Film Yap is a reader-supported publication. To receive new posts and support my work please consider becoming a free or paid subscriber.
I’m a fan of and an apologist for writer/producer/director David Ayer and star Jason Statham and therefore I was super-stoked when the two collaborated on last year’s action throwback “The Beekeeper.” I enjoyed that bit of dumb fun well enough that I was also excited for “A Working Man” (now playing in theaters).
Statham stars as Levon Cade, a combat veteran-turned-construction worker who’s employed by Chicagoland developers Joe (Ayer regular Michael Peña) and Carla Garcia (Noemi Gonzalez) and buddies with their college-aged daughter Jenny (Arianna Rivas).
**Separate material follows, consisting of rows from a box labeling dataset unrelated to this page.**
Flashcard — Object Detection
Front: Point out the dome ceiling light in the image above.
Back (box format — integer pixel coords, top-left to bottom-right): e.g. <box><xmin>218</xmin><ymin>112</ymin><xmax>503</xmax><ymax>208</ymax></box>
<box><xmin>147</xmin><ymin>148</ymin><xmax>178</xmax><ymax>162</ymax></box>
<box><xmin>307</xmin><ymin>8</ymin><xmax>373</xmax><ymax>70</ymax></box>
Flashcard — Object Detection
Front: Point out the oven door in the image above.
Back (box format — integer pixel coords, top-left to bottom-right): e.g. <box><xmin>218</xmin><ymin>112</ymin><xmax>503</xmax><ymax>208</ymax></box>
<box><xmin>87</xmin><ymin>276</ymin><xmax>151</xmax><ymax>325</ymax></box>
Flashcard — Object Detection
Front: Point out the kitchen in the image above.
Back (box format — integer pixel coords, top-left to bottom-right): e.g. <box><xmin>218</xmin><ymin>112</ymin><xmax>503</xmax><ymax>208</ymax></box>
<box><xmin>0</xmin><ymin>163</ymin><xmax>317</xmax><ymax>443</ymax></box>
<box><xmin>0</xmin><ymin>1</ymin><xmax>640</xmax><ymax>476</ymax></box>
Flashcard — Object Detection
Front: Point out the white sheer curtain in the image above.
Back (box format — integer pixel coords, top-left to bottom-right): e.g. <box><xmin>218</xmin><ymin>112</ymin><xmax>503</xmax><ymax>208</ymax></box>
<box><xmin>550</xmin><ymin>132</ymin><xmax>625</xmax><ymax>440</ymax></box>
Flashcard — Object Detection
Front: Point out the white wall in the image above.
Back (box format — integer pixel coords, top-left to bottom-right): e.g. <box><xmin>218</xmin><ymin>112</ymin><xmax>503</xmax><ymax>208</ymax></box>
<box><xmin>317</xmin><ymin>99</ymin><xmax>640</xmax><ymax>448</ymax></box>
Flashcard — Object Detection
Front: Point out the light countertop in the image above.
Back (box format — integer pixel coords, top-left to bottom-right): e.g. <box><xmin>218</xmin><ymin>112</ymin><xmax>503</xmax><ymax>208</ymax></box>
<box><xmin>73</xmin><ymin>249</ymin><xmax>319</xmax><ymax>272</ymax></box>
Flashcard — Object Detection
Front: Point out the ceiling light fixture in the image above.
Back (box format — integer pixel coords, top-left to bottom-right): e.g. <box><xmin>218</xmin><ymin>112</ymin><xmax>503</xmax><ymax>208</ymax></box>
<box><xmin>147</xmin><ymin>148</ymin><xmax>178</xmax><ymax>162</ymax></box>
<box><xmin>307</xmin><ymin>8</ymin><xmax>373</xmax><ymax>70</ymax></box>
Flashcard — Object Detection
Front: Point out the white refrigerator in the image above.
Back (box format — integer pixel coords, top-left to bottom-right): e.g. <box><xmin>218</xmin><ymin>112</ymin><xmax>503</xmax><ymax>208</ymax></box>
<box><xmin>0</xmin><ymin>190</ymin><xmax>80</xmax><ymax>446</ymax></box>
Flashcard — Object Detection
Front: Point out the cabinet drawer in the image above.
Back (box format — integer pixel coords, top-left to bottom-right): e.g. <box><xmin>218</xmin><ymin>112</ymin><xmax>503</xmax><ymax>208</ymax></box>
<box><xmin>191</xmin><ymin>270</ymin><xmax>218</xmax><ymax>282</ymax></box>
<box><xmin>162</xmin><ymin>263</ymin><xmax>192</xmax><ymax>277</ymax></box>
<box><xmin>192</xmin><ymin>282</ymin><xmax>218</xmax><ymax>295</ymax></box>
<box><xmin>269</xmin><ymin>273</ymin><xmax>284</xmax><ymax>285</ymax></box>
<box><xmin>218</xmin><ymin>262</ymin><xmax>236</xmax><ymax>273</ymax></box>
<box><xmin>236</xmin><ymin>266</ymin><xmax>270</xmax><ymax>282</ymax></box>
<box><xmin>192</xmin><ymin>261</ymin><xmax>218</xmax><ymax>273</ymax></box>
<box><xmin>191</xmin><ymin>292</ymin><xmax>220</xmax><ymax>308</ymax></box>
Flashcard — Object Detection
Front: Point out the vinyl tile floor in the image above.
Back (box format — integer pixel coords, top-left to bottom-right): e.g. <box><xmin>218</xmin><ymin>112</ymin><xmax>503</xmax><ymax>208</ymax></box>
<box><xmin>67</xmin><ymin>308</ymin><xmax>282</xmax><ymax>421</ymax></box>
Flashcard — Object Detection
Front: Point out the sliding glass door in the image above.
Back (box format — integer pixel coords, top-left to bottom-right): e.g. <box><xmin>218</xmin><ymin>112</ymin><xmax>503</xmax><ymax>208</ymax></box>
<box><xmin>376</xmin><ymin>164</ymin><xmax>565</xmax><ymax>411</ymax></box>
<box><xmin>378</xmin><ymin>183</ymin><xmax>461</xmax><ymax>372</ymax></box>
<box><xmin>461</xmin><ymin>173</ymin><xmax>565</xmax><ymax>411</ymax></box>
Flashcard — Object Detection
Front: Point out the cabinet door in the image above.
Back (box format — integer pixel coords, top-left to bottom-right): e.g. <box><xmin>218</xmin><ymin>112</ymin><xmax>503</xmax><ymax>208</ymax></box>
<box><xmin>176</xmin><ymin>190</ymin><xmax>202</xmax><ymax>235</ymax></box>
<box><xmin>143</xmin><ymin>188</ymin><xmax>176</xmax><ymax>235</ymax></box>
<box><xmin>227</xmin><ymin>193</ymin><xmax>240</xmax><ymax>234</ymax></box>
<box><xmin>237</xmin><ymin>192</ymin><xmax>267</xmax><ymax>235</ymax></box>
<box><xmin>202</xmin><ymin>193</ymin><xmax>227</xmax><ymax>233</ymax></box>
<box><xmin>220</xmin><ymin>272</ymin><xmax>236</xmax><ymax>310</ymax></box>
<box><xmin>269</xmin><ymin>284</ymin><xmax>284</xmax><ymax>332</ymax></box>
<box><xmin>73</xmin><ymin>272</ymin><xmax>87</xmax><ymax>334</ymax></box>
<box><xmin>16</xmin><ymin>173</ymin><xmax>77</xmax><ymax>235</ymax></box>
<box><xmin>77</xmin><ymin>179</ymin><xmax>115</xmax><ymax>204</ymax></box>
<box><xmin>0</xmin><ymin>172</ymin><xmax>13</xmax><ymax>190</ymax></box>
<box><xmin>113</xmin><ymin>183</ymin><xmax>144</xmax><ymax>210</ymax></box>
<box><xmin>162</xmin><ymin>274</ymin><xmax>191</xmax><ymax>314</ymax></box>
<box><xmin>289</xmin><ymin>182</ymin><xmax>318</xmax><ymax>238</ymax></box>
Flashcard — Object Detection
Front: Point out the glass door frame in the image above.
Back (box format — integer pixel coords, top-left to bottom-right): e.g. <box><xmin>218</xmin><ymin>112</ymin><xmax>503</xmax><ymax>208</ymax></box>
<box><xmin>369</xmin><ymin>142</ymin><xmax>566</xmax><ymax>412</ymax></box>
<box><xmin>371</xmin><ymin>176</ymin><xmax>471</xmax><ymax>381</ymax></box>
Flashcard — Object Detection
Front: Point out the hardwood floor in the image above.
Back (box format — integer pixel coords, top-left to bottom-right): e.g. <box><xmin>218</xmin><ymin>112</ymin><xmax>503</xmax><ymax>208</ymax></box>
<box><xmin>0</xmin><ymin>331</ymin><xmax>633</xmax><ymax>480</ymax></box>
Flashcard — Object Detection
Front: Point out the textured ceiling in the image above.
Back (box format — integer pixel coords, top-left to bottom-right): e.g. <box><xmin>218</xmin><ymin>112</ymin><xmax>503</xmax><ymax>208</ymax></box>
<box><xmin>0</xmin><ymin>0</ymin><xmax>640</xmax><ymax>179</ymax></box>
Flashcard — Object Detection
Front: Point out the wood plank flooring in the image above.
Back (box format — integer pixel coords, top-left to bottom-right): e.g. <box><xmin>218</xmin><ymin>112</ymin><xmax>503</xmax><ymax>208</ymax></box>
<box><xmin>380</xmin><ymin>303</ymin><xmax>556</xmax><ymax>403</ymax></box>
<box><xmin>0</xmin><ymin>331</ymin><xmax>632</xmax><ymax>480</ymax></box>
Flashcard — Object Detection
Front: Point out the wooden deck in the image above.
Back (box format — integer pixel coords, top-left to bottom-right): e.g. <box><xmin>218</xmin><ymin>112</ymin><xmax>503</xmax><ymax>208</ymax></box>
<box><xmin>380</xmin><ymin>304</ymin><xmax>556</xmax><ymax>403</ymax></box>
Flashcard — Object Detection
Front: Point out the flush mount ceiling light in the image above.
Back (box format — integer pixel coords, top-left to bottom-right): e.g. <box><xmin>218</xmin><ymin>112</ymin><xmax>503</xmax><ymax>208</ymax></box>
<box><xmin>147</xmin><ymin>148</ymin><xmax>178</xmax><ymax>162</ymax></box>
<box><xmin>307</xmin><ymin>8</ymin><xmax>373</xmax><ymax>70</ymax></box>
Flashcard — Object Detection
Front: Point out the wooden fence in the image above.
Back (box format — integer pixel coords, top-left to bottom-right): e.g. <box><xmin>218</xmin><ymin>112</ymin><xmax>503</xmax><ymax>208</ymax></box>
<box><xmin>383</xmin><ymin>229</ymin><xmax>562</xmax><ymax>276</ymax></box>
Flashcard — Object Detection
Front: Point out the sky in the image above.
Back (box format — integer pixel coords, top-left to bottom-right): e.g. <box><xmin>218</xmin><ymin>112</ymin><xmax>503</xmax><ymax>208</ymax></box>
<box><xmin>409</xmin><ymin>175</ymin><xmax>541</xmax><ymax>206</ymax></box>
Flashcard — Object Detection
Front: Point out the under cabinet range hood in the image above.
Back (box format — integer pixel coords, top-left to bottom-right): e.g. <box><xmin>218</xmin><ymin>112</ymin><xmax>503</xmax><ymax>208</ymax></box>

Levon’s got a grade schooler daughter of his own named Merry (Isla Gie). He’s in the midst of a custody battle for the girl with her grandfather Dr. Jordan Roth (Richard Heap).
Levon’s called into action when Jenny’s abducted by human traffickers Viper (Emmett J. Scanlan) and Artemis (Eve Mauro) during a night out on the town with girlfriends. These scumbags are at the beck and call of Dimi Kolisnyk (Maximilian Osinski), the black sheep son of notorious Russian mobster Wolo (Statham’s old Guy Ritchie running buddy Jason Flemyng). In attempting to rescue Jenny, Levon runs afoul of fellow Russkie gangster Symon Kharchenko (Andrej Kaminsky) and his gaudy track suit-sporting sons Danya (Greg Kolpakchi) and Vanko (Piotr Witkowski) as well as ex-military man-turned-meth dealer Dutch (Chidi Ajufo).
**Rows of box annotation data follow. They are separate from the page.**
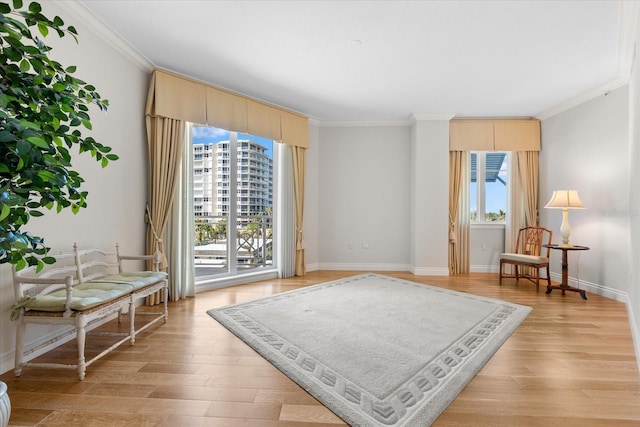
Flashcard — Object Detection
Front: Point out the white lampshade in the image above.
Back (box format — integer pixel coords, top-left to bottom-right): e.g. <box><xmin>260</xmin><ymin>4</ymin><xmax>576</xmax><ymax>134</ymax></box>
<box><xmin>544</xmin><ymin>190</ymin><xmax>584</xmax><ymax>209</ymax></box>
<box><xmin>544</xmin><ymin>190</ymin><xmax>584</xmax><ymax>247</ymax></box>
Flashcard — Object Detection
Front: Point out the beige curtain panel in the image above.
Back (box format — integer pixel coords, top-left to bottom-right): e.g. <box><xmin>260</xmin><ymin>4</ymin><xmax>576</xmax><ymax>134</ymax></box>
<box><xmin>449</xmin><ymin>151</ymin><xmax>470</xmax><ymax>275</ymax></box>
<box><xmin>148</xmin><ymin>70</ymin><xmax>309</xmax><ymax>148</ymax></box>
<box><xmin>293</xmin><ymin>147</ymin><xmax>306</xmax><ymax>276</ymax></box>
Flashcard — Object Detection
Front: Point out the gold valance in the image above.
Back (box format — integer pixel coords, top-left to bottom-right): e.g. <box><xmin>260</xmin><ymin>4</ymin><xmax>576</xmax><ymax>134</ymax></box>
<box><xmin>449</xmin><ymin>119</ymin><xmax>540</xmax><ymax>151</ymax></box>
<box><xmin>146</xmin><ymin>70</ymin><xmax>309</xmax><ymax>148</ymax></box>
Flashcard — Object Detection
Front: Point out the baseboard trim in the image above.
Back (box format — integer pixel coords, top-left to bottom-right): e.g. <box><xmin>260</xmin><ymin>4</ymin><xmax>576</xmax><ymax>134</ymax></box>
<box><xmin>469</xmin><ymin>265</ymin><xmax>500</xmax><ymax>274</ymax></box>
<box><xmin>316</xmin><ymin>263</ymin><xmax>413</xmax><ymax>272</ymax></box>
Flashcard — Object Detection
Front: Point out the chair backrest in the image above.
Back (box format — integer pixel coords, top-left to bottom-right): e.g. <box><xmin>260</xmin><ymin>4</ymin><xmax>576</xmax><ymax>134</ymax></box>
<box><xmin>515</xmin><ymin>227</ymin><xmax>553</xmax><ymax>258</ymax></box>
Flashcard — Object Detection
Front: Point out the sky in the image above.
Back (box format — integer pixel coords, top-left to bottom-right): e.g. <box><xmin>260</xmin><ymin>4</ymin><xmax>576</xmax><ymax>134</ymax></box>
<box><xmin>191</xmin><ymin>126</ymin><xmax>273</xmax><ymax>158</ymax></box>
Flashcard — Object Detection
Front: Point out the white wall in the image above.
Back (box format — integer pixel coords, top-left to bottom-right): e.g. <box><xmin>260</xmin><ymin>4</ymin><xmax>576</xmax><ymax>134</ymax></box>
<box><xmin>318</xmin><ymin>126</ymin><xmax>410</xmax><ymax>270</ymax></box>
<box><xmin>540</xmin><ymin>86</ymin><xmax>631</xmax><ymax>298</ymax></box>
<box><xmin>627</xmin><ymin>21</ymin><xmax>640</xmax><ymax>367</ymax></box>
<box><xmin>316</xmin><ymin>119</ymin><xmax>449</xmax><ymax>275</ymax></box>
<box><xmin>0</xmin><ymin>2</ymin><xmax>150</xmax><ymax>372</ymax></box>
<box><xmin>409</xmin><ymin>117</ymin><xmax>450</xmax><ymax>275</ymax></box>
<box><xmin>303</xmin><ymin>121</ymin><xmax>321</xmax><ymax>271</ymax></box>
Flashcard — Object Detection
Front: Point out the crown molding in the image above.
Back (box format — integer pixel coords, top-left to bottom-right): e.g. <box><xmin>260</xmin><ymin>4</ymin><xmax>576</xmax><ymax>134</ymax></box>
<box><xmin>317</xmin><ymin>120</ymin><xmax>412</xmax><ymax>127</ymax></box>
<box><xmin>411</xmin><ymin>113</ymin><xmax>456</xmax><ymax>122</ymax></box>
<box><xmin>534</xmin><ymin>78</ymin><xmax>629</xmax><ymax>120</ymax></box>
<box><xmin>535</xmin><ymin>1</ymin><xmax>640</xmax><ymax>120</ymax></box>
<box><xmin>49</xmin><ymin>0</ymin><xmax>155</xmax><ymax>72</ymax></box>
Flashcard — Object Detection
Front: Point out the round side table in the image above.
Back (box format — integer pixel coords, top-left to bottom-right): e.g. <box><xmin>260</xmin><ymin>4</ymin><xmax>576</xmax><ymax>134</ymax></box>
<box><xmin>542</xmin><ymin>245</ymin><xmax>589</xmax><ymax>299</ymax></box>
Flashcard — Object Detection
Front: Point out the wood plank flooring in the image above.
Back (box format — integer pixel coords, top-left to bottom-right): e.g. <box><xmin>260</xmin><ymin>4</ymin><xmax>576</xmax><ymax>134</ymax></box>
<box><xmin>0</xmin><ymin>271</ymin><xmax>640</xmax><ymax>427</ymax></box>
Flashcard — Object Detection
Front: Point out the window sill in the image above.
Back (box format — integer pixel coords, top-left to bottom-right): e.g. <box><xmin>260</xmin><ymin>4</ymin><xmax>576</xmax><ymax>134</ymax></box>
<box><xmin>471</xmin><ymin>222</ymin><xmax>506</xmax><ymax>230</ymax></box>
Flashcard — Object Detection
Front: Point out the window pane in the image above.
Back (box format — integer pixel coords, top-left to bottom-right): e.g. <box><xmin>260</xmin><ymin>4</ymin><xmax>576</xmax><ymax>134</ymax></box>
<box><xmin>484</xmin><ymin>153</ymin><xmax>507</xmax><ymax>222</ymax></box>
<box><xmin>469</xmin><ymin>151</ymin><xmax>507</xmax><ymax>222</ymax></box>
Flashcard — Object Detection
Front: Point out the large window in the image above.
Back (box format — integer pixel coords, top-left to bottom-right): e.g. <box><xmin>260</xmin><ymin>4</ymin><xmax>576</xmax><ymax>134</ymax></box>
<box><xmin>470</xmin><ymin>151</ymin><xmax>509</xmax><ymax>223</ymax></box>
<box><xmin>192</xmin><ymin>126</ymin><xmax>275</xmax><ymax>283</ymax></box>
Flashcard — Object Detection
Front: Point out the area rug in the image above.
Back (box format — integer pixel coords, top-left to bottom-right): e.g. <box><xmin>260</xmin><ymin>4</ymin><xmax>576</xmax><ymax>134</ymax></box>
<box><xmin>207</xmin><ymin>273</ymin><xmax>531</xmax><ymax>427</ymax></box>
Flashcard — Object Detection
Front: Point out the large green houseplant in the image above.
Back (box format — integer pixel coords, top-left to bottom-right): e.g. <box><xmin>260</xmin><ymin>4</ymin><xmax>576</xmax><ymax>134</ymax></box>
<box><xmin>0</xmin><ymin>0</ymin><xmax>118</xmax><ymax>269</ymax></box>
Levon’s strongest ally is his blind brother-in-arms Gunny Lefferty (David Harbour, another Ayer vet), who offers to be his friend’s weapon sommelier (think Q from the Bond flicks, Micro from “The Punisher,” Enrique from “Terminator 2: Judgment Day” or Peter Serafinowicz’s character from “John Wick: Chapter 2”) and to look after Merry.
“A Working Man” is an adaptation of Chuck Dixon’s novel “Levon’s Trade” by Ayer and Statham’s fellow “Expendable” Sylvester Stallone. (Sly previously penned the 2013 Statham flick “Homefront.”) You likely already know if this particular brand of hokum is for you or not. It’s “Dad Action” porn in the mold of “Taken” with a much higher body count (this might as well have been retitled “Jason Takes Chi-Town”) that’ll get plenty of play on TNT between basketball and hockey games.
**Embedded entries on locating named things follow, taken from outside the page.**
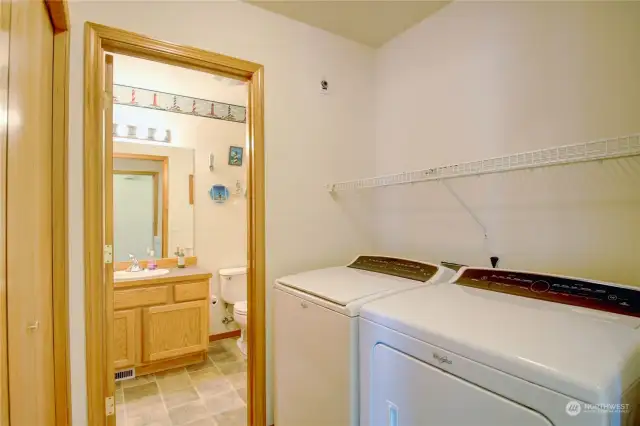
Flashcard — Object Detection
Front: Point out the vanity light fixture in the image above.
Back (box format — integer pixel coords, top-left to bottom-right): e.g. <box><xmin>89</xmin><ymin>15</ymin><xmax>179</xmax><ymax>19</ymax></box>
<box><xmin>113</xmin><ymin>123</ymin><xmax>172</xmax><ymax>143</ymax></box>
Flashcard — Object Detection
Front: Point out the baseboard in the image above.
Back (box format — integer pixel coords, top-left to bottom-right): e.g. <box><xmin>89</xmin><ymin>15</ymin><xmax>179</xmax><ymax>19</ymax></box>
<box><xmin>209</xmin><ymin>329</ymin><xmax>240</xmax><ymax>342</ymax></box>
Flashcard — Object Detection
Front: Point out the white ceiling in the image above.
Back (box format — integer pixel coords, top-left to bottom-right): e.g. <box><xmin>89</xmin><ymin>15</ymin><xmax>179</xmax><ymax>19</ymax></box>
<box><xmin>245</xmin><ymin>0</ymin><xmax>448</xmax><ymax>47</ymax></box>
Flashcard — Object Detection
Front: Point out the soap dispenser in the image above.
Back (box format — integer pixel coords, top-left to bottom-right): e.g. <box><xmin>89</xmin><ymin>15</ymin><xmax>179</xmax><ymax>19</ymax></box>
<box><xmin>175</xmin><ymin>246</ymin><xmax>185</xmax><ymax>268</ymax></box>
<box><xmin>147</xmin><ymin>249</ymin><xmax>158</xmax><ymax>271</ymax></box>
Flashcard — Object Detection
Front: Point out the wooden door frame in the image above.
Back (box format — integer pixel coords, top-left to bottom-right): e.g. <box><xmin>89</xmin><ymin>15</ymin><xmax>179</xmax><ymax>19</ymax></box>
<box><xmin>84</xmin><ymin>22</ymin><xmax>266</xmax><ymax>426</ymax></box>
<box><xmin>112</xmin><ymin>152</ymin><xmax>170</xmax><ymax>258</ymax></box>
<box><xmin>0</xmin><ymin>0</ymin><xmax>71</xmax><ymax>426</ymax></box>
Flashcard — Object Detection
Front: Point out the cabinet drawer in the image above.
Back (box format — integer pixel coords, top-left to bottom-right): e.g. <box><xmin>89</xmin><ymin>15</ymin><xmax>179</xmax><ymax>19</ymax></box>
<box><xmin>173</xmin><ymin>281</ymin><xmax>209</xmax><ymax>302</ymax></box>
<box><xmin>113</xmin><ymin>286</ymin><xmax>169</xmax><ymax>309</ymax></box>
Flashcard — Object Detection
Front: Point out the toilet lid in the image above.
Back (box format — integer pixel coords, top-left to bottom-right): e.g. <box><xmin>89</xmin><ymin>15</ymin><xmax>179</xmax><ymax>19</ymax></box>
<box><xmin>233</xmin><ymin>301</ymin><xmax>247</xmax><ymax>315</ymax></box>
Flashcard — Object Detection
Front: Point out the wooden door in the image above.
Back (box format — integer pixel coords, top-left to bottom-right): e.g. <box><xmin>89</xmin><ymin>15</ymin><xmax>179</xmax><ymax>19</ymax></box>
<box><xmin>102</xmin><ymin>54</ymin><xmax>116</xmax><ymax>426</ymax></box>
<box><xmin>6</xmin><ymin>1</ymin><xmax>55</xmax><ymax>426</ymax></box>
<box><xmin>142</xmin><ymin>300</ymin><xmax>209</xmax><ymax>362</ymax></box>
<box><xmin>113</xmin><ymin>309</ymin><xmax>140</xmax><ymax>370</ymax></box>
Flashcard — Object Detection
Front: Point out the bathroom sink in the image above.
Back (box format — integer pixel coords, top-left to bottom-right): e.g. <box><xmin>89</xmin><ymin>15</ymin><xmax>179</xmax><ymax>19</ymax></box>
<box><xmin>113</xmin><ymin>269</ymin><xmax>169</xmax><ymax>281</ymax></box>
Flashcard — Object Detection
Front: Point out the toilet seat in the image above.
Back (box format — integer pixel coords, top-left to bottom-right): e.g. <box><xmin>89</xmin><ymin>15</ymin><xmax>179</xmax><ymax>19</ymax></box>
<box><xmin>233</xmin><ymin>300</ymin><xmax>247</xmax><ymax>315</ymax></box>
“A Working Man” would’ve benefitted from being a little more lean (116 minutes is a tad long for this sort of thing), but it’s still plenty mean. It ain’t as good as “The Beekeeper,” but I’m down to see more Ayer/Statham vocation-themed vehicles, i.e. “He’s a lumberjack with an axe to grind” or “They just stole the wrong gardener’s hoe.” Sign me the hell up every day and twice on a sleepy, TNT Sunday afternoon.